A new study has found what any parent with a baby already knows — that more than 30 percent babies as young as 6 months old are using smartphones. But the real question — the question that the study did not address — is whether or not this is a big deal.
For the study, researchers surveyed 370 parents of kids between the ages of 6 months to 4 years about their child’s exposure to media and electronics. The survey, which was presented recently at the Pediatric Academic Societies annual conference, asked parents 20 questions about when their child was first exposed to mobile media devices. What has everyone so alarmed is that the study found that children are being exposed to mobile devices earlier than ever before.
But before we all jump on the judgment train, let’s stop and think about how much more ubiquitous smartphones and tablets are now than they were even five years ago. It’s not that parents have gotten lazier, which some reporters have suggested. It’s that more parents have access to smartphones, devices that they can use to show family pictures to distract a colicky baby or play music that a toddler can dance with.
What the study didn’t address was how much time these babies are spending looking at smartphones. Nor did it assess what these babies are looking at. Is it five minutes of music in the grocery store while mom or dad gets the food into the cart? Or is it 30 minutes of watching videos while a parent sacks out on the couch? There is a big difference between the two scenarios. And just saying that babies are “using” smartphones is not enough information to determine whether or not there’s reason to panic.

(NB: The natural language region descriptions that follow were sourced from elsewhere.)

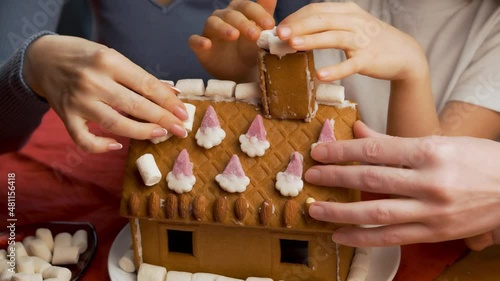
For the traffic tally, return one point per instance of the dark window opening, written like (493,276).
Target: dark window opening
(294,251)
(180,241)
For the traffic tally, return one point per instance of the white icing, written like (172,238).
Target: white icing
(180,183)
(288,184)
(232,183)
(253,146)
(209,137)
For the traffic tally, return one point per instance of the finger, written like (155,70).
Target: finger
(341,70)
(390,151)
(384,236)
(374,179)
(131,103)
(328,39)
(140,81)
(112,121)
(374,212)
(361,130)
(79,132)
(333,9)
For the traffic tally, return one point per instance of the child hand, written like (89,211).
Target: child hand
(227,47)
(372,47)
(84,81)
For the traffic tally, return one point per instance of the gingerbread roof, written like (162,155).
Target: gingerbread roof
(260,205)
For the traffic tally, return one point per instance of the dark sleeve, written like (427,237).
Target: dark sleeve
(21,110)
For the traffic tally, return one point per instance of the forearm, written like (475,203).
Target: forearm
(21,110)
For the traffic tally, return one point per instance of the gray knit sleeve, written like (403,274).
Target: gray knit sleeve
(21,110)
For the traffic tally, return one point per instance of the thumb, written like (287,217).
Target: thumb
(361,130)
(268,5)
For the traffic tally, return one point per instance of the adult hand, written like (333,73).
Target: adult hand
(84,81)
(372,47)
(446,187)
(227,47)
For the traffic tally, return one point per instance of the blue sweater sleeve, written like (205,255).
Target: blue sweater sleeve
(21,110)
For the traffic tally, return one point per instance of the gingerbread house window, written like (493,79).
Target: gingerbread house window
(180,241)
(294,251)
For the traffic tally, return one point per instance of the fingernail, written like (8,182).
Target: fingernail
(317,211)
(323,74)
(312,175)
(181,113)
(297,41)
(115,146)
(285,32)
(319,153)
(179,131)
(159,132)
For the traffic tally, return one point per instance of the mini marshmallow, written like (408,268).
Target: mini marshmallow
(224,278)
(148,169)
(27,277)
(126,262)
(40,264)
(61,273)
(191,87)
(65,255)
(220,89)
(20,249)
(46,236)
(26,242)
(247,91)
(149,272)
(79,240)
(3,255)
(188,124)
(63,239)
(25,265)
(329,93)
(179,276)
(40,249)
(204,277)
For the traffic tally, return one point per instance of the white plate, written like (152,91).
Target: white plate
(385,261)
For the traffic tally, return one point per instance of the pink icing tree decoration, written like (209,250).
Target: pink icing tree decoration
(254,142)
(289,182)
(181,178)
(210,133)
(233,179)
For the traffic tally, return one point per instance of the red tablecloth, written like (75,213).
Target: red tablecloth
(55,181)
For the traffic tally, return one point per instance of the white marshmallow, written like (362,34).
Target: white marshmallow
(61,273)
(65,255)
(25,265)
(204,277)
(126,262)
(149,272)
(329,93)
(20,249)
(26,242)
(220,89)
(40,264)
(148,169)
(247,91)
(224,278)
(62,239)
(191,87)
(40,249)
(46,236)
(79,239)
(27,277)
(191,110)
(179,276)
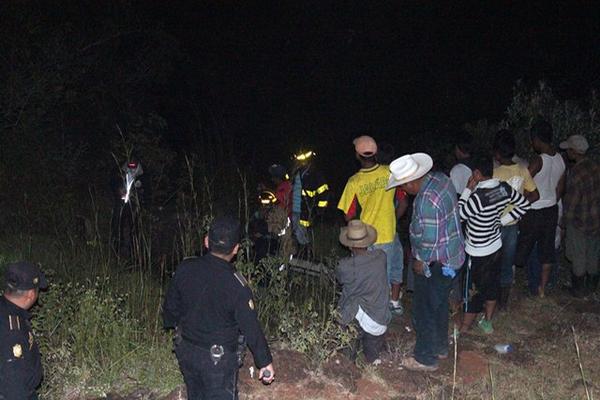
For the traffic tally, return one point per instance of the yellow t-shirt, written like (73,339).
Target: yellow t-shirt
(366,189)
(518,177)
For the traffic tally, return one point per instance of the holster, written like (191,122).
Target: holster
(241,350)
(177,338)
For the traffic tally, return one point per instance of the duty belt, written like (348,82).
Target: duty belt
(232,348)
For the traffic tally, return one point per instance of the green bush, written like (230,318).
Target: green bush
(91,343)
(566,116)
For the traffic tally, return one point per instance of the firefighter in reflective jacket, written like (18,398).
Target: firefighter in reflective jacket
(309,194)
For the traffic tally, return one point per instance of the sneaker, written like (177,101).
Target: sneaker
(486,326)
(411,364)
(396,309)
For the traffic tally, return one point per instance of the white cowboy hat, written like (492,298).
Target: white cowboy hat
(357,234)
(409,168)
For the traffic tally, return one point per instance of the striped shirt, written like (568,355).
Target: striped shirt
(482,210)
(435,232)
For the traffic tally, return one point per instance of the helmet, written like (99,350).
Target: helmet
(304,155)
(267,198)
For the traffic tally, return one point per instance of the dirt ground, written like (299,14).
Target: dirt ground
(545,333)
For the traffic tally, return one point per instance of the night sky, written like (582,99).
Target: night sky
(321,73)
(273,77)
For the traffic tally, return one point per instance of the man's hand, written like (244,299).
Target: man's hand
(418,267)
(267,374)
(471,183)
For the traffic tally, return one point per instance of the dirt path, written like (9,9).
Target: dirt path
(544,363)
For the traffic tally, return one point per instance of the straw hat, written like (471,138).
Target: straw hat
(358,234)
(409,168)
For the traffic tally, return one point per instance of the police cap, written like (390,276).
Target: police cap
(224,234)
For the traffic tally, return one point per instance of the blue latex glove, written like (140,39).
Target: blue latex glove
(449,272)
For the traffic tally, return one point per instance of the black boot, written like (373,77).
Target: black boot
(503,296)
(578,286)
(591,282)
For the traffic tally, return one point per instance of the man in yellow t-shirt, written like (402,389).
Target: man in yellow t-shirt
(519,178)
(365,198)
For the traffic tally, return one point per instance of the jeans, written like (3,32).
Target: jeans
(395,259)
(430,315)
(203,378)
(510,235)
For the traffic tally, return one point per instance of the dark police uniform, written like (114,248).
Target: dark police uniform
(211,304)
(20,361)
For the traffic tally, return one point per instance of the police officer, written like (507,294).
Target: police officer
(21,367)
(210,305)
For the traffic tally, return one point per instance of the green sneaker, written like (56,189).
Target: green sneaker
(486,326)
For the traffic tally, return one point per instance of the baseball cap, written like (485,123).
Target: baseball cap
(365,146)
(577,143)
(23,275)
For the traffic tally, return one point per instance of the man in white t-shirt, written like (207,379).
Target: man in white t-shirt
(539,224)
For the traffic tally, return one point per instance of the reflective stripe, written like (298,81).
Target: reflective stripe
(313,193)
(322,188)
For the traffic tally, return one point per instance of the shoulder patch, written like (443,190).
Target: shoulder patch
(241,279)
(14,323)
(17,351)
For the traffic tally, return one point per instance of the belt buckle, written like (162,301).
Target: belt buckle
(216,353)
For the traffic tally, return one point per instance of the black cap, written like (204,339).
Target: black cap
(24,275)
(224,233)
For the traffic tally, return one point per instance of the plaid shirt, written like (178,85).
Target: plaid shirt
(582,197)
(435,230)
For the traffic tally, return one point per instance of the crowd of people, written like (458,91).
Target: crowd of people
(468,231)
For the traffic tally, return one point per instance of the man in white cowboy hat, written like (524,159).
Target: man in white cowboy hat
(582,215)
(365,291)
(438,246)
(365,198)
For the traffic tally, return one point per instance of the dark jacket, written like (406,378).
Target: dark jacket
(364,283)
(315,193)
(20,365)
(211,304)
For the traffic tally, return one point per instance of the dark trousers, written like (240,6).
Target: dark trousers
(482,281)
(372,345)
(203,379)
(430,315)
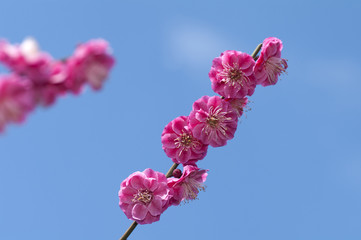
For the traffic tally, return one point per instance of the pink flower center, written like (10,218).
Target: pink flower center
(191,188)
(233,75)
(274,67)
(186,141)
(216,121)
(144,196)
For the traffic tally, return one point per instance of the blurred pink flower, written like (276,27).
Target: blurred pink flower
(188,185)
(213,121)
(270,65)
(144,196)
(179,143)
(16,100)
(90,63)
(232,74)
(238,104)
(27,60)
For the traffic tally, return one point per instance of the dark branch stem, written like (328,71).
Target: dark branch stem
(129,231)
(255,52)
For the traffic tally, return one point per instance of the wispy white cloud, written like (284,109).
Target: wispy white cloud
(191,44)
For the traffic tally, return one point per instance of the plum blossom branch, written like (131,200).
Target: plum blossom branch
(135,224)
(255,52)
(175,165)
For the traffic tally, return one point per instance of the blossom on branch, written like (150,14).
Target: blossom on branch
(16,100)
(90,63)
(144,196)
(27,60)
(179,143)
(188,185)
(270,65)
(213,121)
(238,104)
(232,74)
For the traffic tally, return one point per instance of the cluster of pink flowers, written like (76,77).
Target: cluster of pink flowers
(213,121)
(38,79)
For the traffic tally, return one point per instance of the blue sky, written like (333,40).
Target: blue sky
(293,170)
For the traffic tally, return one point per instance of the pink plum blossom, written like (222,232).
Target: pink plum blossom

By the numbers, the study found that among babies younger than 1 year old, 52 percent had watched television on mobile devices, 36 percent had been allowed to scroll the screen, 15 percent had used apps and 12 percent had played video games. Around 25 percent of kids had already called someone at this age.
The American Academy of Pediatrics frowns upon any screen time for children under the age of 2, so it’s easy to understand where the concern is coming from. This survey reveals that there’s good reason to study the issue further and assess how much time babies are spending on smartphones and what kind of apps or videos they’re using.

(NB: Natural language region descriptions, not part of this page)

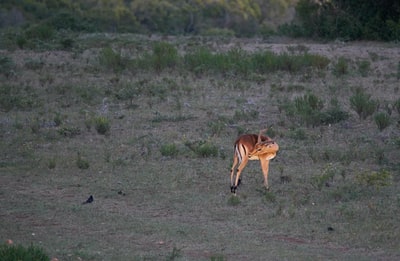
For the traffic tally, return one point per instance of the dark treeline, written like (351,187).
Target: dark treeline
(323,19)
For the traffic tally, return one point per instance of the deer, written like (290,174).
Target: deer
(252,147)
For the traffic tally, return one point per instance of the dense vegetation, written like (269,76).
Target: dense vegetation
(348,20)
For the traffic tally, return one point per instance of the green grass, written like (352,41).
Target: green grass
(21,253)
(160,174)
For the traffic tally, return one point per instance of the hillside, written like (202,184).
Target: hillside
(146,125)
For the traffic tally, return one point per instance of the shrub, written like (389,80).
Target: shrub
(397,105)
(21,253)
(318,181)
(341,67)
(69,131)
(40,32)
(376,179)
(382,120)
(308,108)
(111,59)
(165,55)
(361,102)
(7,65)
(102,125)
(81,162)
(203,148)
(364,67)
(169,149)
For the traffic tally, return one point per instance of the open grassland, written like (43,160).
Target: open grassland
(147,126)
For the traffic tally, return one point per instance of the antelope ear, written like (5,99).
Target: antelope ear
(259,134)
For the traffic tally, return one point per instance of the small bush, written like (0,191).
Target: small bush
(319,181)
(364,67)
(102,125)
(203,148)
(397,105)
(376,179)
(308,109)
(40,32)
(51,164)
(69,131)
(7,65)
(111,59)
(341,67)
(169,149)
(165,55)
(382,120)
(361,102)
(81,162)
(17,97)
(21,253)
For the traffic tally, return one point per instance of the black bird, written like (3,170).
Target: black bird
(89,200)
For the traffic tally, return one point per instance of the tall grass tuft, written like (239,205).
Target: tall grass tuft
(341,67)
(165,55)
(111,59)
(21,253)
(362,103)
(382,120)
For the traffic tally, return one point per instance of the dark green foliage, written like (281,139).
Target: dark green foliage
(81,162)
(237,61)
(21,253)
(382,120)
(376,179)
(397,105)
(349,20)
(308,111)
(69,131)
(203,148)
(362,103)
(15,97)
(341,67)
(102,125)
(165,55)
(112,59)
(7,66)
(169,149)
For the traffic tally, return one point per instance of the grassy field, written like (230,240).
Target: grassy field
(146,126)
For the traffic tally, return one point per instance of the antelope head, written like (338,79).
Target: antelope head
(268,146)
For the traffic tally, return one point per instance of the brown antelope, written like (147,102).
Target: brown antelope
(252,147)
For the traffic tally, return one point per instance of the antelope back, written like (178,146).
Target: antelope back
(265,147)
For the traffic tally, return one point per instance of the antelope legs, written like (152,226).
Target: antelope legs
(242,164)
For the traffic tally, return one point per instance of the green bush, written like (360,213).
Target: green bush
(39,32)
(308,109)
(341,67)
(376,179)
(17,97)
(361,102)
(112,59)
(102,125)
(382,120)
(21,253)
(364,68)
(165,55)
(81,162)
(169,149)
(7,65)
(321,180)
(397,105)
(203,148)
(69,131)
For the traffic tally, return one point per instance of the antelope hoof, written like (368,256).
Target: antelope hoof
(233,189)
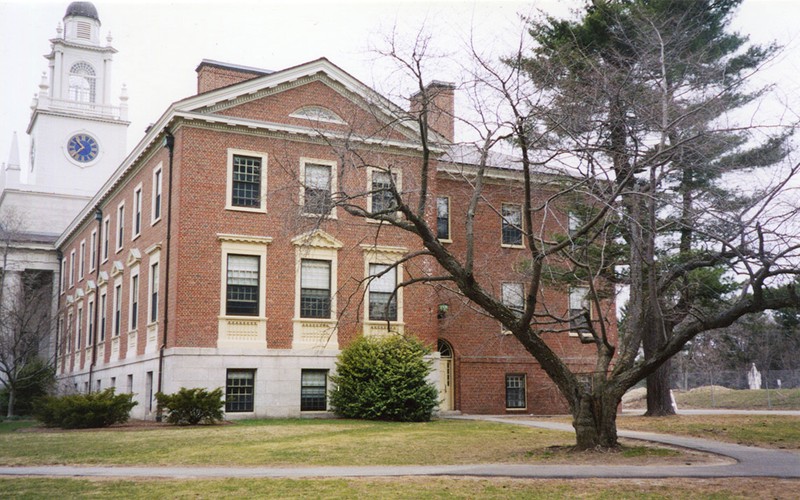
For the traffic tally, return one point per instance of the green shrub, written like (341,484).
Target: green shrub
(83,411)
(36,379)
(192,406)
(384,379)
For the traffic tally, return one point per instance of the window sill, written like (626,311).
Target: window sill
(246,210)
(331,215)
(387,220)
(315,333)
(377,328)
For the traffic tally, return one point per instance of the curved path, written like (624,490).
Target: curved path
(750,462)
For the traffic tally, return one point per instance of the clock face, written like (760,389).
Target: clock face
(83,148)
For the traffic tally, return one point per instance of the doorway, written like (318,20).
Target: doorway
(446,385)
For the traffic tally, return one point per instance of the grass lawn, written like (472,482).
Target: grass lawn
(724,398)
(760,399)
(309,442)
(770,431)
(404,487)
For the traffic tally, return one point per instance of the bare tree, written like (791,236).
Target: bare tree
(600,146)
(25,322)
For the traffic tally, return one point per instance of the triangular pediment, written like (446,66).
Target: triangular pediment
(117,269)
(134,257)
(317,239)
(323,96)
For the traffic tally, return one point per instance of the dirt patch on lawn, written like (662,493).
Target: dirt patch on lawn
(129,426)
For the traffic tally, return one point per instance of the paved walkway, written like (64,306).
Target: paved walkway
(750,462)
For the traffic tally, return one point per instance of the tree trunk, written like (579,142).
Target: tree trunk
(595,420)
(659,400)
(11,402)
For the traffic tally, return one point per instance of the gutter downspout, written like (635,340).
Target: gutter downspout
(60,257)
(98,216)
(169,142)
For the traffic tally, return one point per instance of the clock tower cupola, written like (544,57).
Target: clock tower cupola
(77,133)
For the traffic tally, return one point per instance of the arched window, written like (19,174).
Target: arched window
(444,348)
(317,113)
(82,83)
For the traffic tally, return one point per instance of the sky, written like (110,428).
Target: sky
(161,43)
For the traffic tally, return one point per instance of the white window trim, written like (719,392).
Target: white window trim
(334,182)
(588,305)
(244,245)
(68,334)
(63,278)
(102,293)
(117,300)
(72,268)
(82,260)
(521,220)
(93,251)
(243,331)
(154,258)
(134,273)
(524,391)
(521,287)
(158,187)
(119,230)
(229,185)
(137,212)
(316,332)
(106,244)
(78,326)
(398,182)
(91,328)
(388,255)
(449,219)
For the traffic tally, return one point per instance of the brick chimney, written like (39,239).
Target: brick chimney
(212,75)
(441,106)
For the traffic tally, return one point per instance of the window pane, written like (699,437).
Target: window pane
(316,274)
(242,285)
(378,307)
(512,296)
(512,224)
(239,390)
(578,306)
(443,218)
(315,294)
(380,293)
(382,198)
(246,182)
(313,390)
(384,283)
(515,391)
(317,197)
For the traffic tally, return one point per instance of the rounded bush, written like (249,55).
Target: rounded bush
(192,406)
(384,379)
(83,411)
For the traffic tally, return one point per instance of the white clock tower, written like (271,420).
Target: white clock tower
(77,135)
(77,140)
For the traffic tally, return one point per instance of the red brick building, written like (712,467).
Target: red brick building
(221,253)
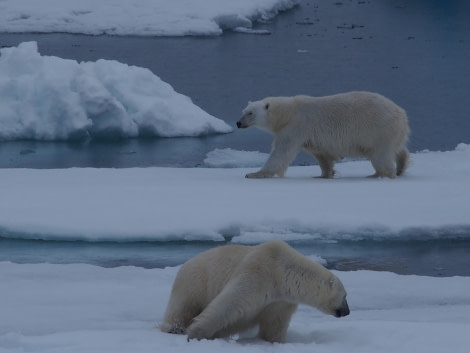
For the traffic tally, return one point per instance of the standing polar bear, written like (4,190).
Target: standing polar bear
(354,124)
(232,288)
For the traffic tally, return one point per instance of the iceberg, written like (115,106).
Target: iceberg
(49,98)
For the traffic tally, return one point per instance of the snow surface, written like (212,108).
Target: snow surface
(156,203)
(49,98)
(136,17)
(83,308)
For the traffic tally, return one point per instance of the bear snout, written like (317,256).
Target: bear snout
(343,310)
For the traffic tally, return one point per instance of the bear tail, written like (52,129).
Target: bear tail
(402,160)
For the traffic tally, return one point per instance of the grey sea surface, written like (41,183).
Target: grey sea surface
(415,52)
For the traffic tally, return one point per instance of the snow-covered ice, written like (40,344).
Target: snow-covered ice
(49,98)
(136,17)
(216,203)
(83,308)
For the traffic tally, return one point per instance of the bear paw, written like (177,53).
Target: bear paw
(259,175)
(196,332)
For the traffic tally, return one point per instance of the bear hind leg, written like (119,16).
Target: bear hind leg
(274,321)
(384,165)
(402,160)
(326,164)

But I don’t think we need to necessarily panic or pass judgment on parents of young babies. I did not have a smartphone or even a cellphone when my girls were this age (I know, I’m old,) but I can tell you right now that if I had owned one, there would have been many occasions when I would have gladly handed over my phone to play music or a video or even a video game if it would have calmed a screaming baby. And they would have turned out just fine.
What do you think about babies using smartphones?